Quel est le statut actuel des prêtres lefebvristes ?
Ils sont prêtres de façon "valide", mais ils sont "suspendus". Suite à leur ordination par des évêques illégitimes, en conflit avec Rome, ils sont sous le coup d’une "suspension ad divinis" qui a pour effet une interdiction de pratiquer les sacrements. Ils peuvent en revanche les recevoir, à la différence de celui qui est excommunié.
L’ordination d’un prêtre de la FSSPX est illégitime mais reste "valide". Les sacrements qu’il célèbre ont le même statut, ils sont illicites mais valides. Pour l’Église, la "grâce de Dieu" présente dans ces sacrements continue à être donnée.
Les sacrements qu’ils célèbrent sont-ils "valides" ?
L’ordination d’un prêtre de la FSSPX est illégitime mais reste "valide". Les sacrements qu’il célèbre ont le même statut, ils sont illicites mais valides. Pour l’Église, la "grâce de Dieu" présente dans ces sacrements continue à être donnée. En 2015, le pape François avait d’ailleurs permis aux prêtres lefebvristes de donner légitimement le sacrement de la confession, dans le cadre de l’Année de la Miséricorde – une disposition qu’il avait ensuite prolongée indéfiniment. Par ailleurs, en mars 2017, le pontife argentin avait également concédé aux prêtres lefebvristes la faculté de de célébrer des mariages catholiques licites, au cas par cas, sur autorisation de l'évêque local. Il n’est pas certain que ces dispositifs perdurent si les consécrations épiscopales annoncées ont lieu.

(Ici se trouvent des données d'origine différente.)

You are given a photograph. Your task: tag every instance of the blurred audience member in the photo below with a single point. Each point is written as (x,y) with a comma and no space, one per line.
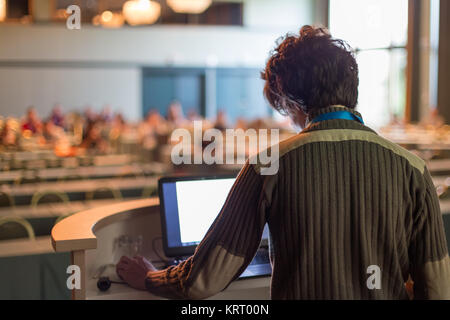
(175,116)
(32,123)
(221,121)
(8,136)
(57,117)
(93,138)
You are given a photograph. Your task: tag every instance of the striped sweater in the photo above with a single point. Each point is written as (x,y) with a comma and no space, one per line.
(344,199)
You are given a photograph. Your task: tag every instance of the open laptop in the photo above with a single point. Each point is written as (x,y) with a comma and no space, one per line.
(189,205)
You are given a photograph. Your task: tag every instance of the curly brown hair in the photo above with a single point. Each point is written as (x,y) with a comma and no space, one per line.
(309,71)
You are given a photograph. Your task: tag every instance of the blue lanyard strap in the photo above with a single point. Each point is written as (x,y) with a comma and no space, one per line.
(346,115)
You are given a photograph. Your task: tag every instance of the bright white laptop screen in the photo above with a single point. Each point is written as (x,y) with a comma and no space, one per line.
(199,202)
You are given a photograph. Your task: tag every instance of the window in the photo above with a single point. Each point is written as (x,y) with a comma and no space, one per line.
(377,30)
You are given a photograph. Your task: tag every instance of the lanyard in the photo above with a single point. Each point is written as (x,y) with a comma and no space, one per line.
(346,115)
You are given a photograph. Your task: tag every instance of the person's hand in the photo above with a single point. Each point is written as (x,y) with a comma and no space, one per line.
(134,271)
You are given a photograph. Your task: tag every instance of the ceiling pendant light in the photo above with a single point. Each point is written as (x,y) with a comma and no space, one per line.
(139,12)
(189,6)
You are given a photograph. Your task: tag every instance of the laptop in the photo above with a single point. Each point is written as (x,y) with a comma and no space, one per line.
(189,206)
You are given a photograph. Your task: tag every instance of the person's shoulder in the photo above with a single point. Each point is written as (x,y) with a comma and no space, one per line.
(413,159)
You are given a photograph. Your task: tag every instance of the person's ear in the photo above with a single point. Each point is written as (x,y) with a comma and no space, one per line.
(300,118)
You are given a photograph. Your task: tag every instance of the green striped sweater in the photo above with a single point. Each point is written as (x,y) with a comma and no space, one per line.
(344,199)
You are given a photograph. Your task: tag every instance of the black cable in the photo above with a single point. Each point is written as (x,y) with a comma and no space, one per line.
(163,260)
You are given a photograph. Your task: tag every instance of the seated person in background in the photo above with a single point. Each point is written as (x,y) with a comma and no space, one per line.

Et pour les évêques excommuniés ou tout prêtre suspendu, existe-t-il des exceptions où les sacrements qu’ils célèbrent sont valides et licites ?
Le droit de l’Église prévoit le cas du fidèle qui serait "à l’article de la mort" – in articulo mortis – et voudrait bénéficier d’un sacrement en urgence. À ce moment-là, tout prêtre ou évêque même sous le coup d’une interdiction retrouve la capacité de confesser de manière totalement valide et licite, pour le bien de la personne à l’agonie. Il ne s’agit pas d’une faveur faite au prêtre excommunié mais de donner la priorité à l'âme du fidèle et à son salut.